Yes. Look into box helper and bounding boxes, from the image you are going to have to creat a bounding box for each object and move it upwards until it doesn’t intersect another box
Before giving some advice,
can you please clarify where the “size” (i.e.: size.x, size.y, size.z) of the bounding box comes from?
Are you thinking of a unit-sized cube-shaped box, which will be scaled according your scale data?
Would the “position” refer to the center coordinates of the box?
Does the “rotation” imply, that you want to have a non-axis-aligned box?
Large coordinates are not a problem per se. Use those large position values to position (or translate) your mesh. Then make sure, it is within the camera frustum. There are at least two ways to achieve the latter:
leave the camera.position at the origin, then carefully aim at your far away mesh, using a small camera.fov and sufficiently large .near and .far planes
move the camera.position close to your far away mesh and be done with a fairly large camera.fov
Hi @vielzutun.ch thank you for replying. Here are answers to your questions:
can you please clarify where the “size” (i.e.: size.x, size.y, size.z) of the bounding box comes from? There is no explicit size data. However, data such as position, rotation and scaling come from an API response as a json collection representing the collection of bboxes.

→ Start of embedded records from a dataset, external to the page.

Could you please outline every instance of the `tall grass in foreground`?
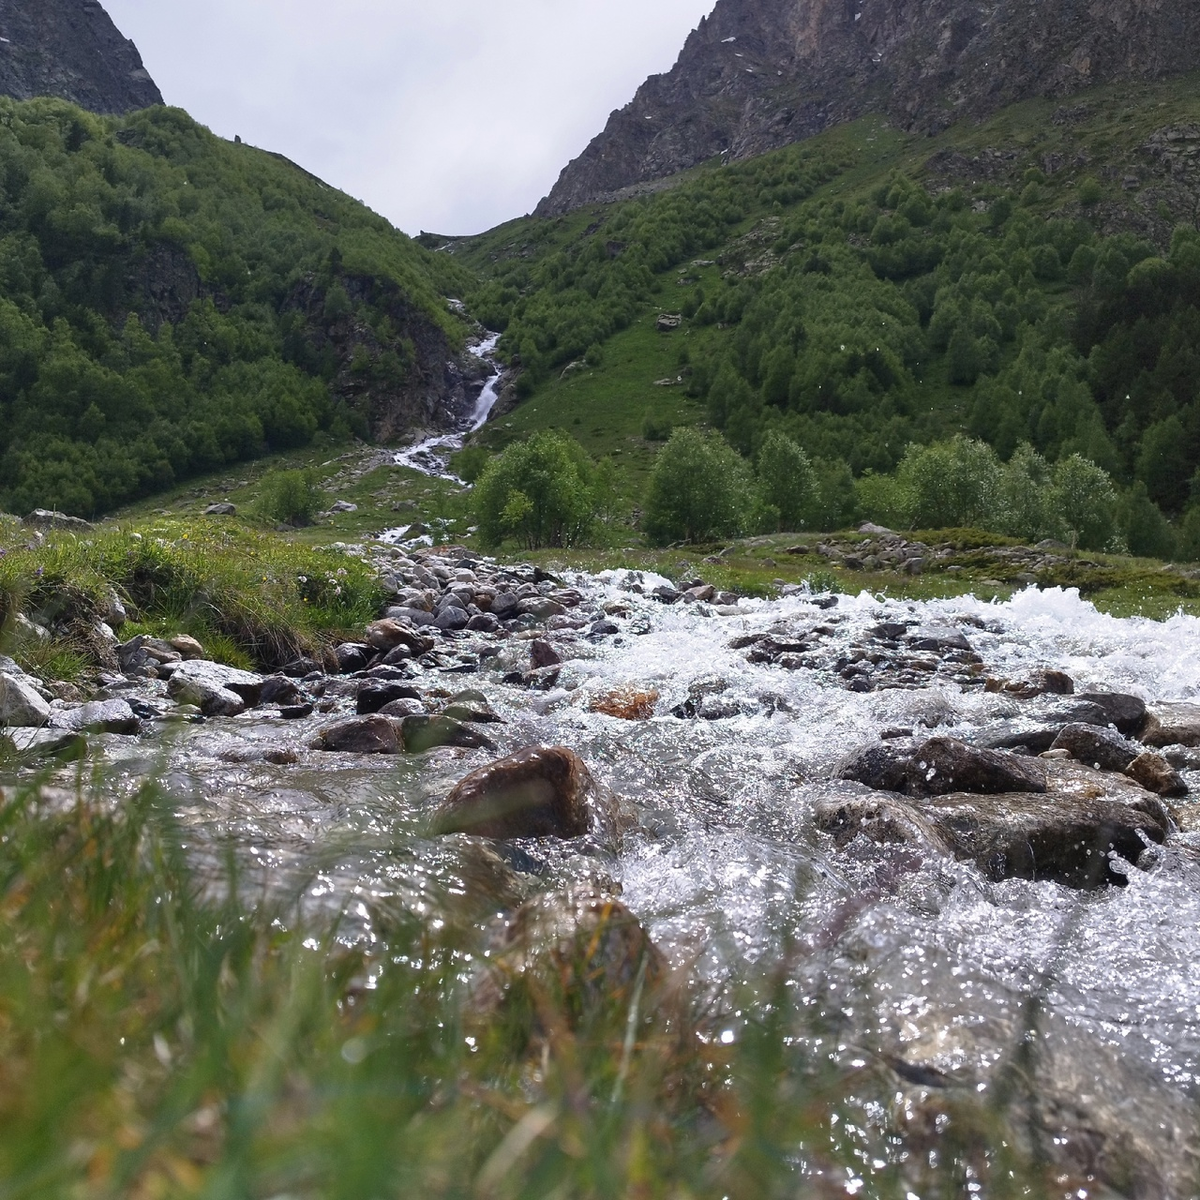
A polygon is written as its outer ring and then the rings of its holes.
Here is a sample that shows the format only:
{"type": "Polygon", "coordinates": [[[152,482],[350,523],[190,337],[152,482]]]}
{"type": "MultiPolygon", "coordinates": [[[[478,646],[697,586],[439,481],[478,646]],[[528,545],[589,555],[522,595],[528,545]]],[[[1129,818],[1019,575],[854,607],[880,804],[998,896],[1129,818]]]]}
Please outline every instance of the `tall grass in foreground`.
{"type": "Polygon", "coordinates": [[[1078,1186],[1022,1160],[972,1095],[905,1113],[877,1065],[812,1061],[784,972],[730,1044],[681,1019],[686,990],[581,1015],[534,984],[487,1018],[477,930],[380,905],[377,940],[351,947],[294,899],[248,902],[232,855],[201,877],[182,843],[152,786],[121,811],[90,788],[5,792],[3,1200],[1078,1186]]]}

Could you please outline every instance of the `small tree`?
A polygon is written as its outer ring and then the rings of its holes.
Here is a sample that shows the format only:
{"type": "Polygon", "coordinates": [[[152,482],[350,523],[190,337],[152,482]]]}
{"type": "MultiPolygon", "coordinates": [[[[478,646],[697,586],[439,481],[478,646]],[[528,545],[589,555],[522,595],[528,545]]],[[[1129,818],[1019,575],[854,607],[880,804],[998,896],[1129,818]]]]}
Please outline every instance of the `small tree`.
{"type": "Polygon", "coordinates": [[[583,540],[595,512],[593,469],[583,447],[546,430],[493,458],[475,486],[479,539],[512,538],[527,550],[583,540]]]}
{"type": "Polygon", "coordinates": [[[700,542],[740,533],[753,485],[750,469],[719,434],[677,429],[659,452],[643,526],[652,542],[700,542]]]}
{"type": "Polygon", "coordinates": [[[764,507],[778,513],[779,529],[804,529],[817,500],[817,476],[808,455],[772,429],[758,454],[758,487],[764,507]]]}
{"type": "Polygon", "coordinates": [[[282,525],[311,525],[325,493],[308,471],[270,471],[263,476],[258,512],[282,525]]]}
{"type": "Polygon", "coordinates": [[[995,524],[1000,463],[983,442],[962,436],[932,446],[909,446],[897,472],[910,497],[914,529],[995,524]]]}
{"type": "Polygon", "coordinates": [[[1060,536],[1083,550],[1103,550],[1117,532],[1117,494],[1108,472],[1078,454],[1055,465],[1051,504],[1060,536]]]}

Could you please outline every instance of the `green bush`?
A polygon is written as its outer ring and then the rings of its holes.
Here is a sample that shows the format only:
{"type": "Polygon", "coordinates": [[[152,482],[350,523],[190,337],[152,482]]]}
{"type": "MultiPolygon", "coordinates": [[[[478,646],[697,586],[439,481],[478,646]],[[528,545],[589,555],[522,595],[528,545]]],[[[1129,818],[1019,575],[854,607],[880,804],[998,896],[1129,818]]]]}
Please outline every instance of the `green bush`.
{"type": "Polygon", "coordinates": [[[659,545],[731,537],[745,528],[753,494],[746,460],[719,434],[677,429],[655,461],[643,528],[659,545]]]}
{"type": "Polygon", "coordinates": [[[513,540],[527,550],[577,545],[595,515],[593,467],[565,433],[545,430],[514,442],[484,468],[475,487],[479,540],[513,540]]]}
{"type": "Polygon", "coordinates": [[[282,525],[311,525],[325,506],[325,493],[307,471],[270,471],[263,476],[257,508],[282,525]]]}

Are you thinking of a unit-sized cube-shaped box, which will be scaled according your scale data? The bounding box needs to be scaled as per the incoming scaling data, which means the scaling data shall be responsible for its shape/appearance. So, yes it is a unit sized bbox
Would the “position” refer to the center coordinates of the box? The values in the position object would refer to the position where the box would appear/placed in the point cloud. Not sure what exactly you mean when you say center coordinates.
Does the “rotation” imply, that you want to have a non-axis-aligned box? No, the bounding box axis-aligned(AABB)

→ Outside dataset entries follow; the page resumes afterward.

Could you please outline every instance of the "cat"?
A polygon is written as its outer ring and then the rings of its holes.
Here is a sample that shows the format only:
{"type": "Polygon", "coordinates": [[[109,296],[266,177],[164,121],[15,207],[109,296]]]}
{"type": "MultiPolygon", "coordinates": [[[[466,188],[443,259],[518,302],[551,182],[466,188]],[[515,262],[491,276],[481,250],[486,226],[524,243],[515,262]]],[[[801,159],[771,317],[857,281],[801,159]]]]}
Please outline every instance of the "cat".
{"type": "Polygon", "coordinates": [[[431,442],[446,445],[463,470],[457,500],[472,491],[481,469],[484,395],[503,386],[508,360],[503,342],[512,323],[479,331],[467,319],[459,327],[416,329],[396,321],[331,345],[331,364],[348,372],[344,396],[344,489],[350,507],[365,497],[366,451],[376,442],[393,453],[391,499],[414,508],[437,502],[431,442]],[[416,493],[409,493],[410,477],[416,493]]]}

Also I saw your couple of solution, I am not sure if I understand them fully. But I will check. However, if you have any other suggestions based on my answers, pls comment. It is really appreciated.
OK. So you have a 1 x 1 x 1 cube which will be scaled to scale.x, scale.y, scale.z. That makes sense.
Since this bounding box has extensions in each of the three axes, you need to decide/define, for which point of the box you’ll want to apply the position data. The center coordinates of a box-shaped entity would be at the intersection of its spatial diagonals. Like: lower-left-front to upper-right-back, lower-left-back to upper-right-front, upper-left-front to lower-right-back, upper-left-back to lower-right-front.
If the bounding box shall be axis-aligned, please specify how the “rotation” data should be taken into account.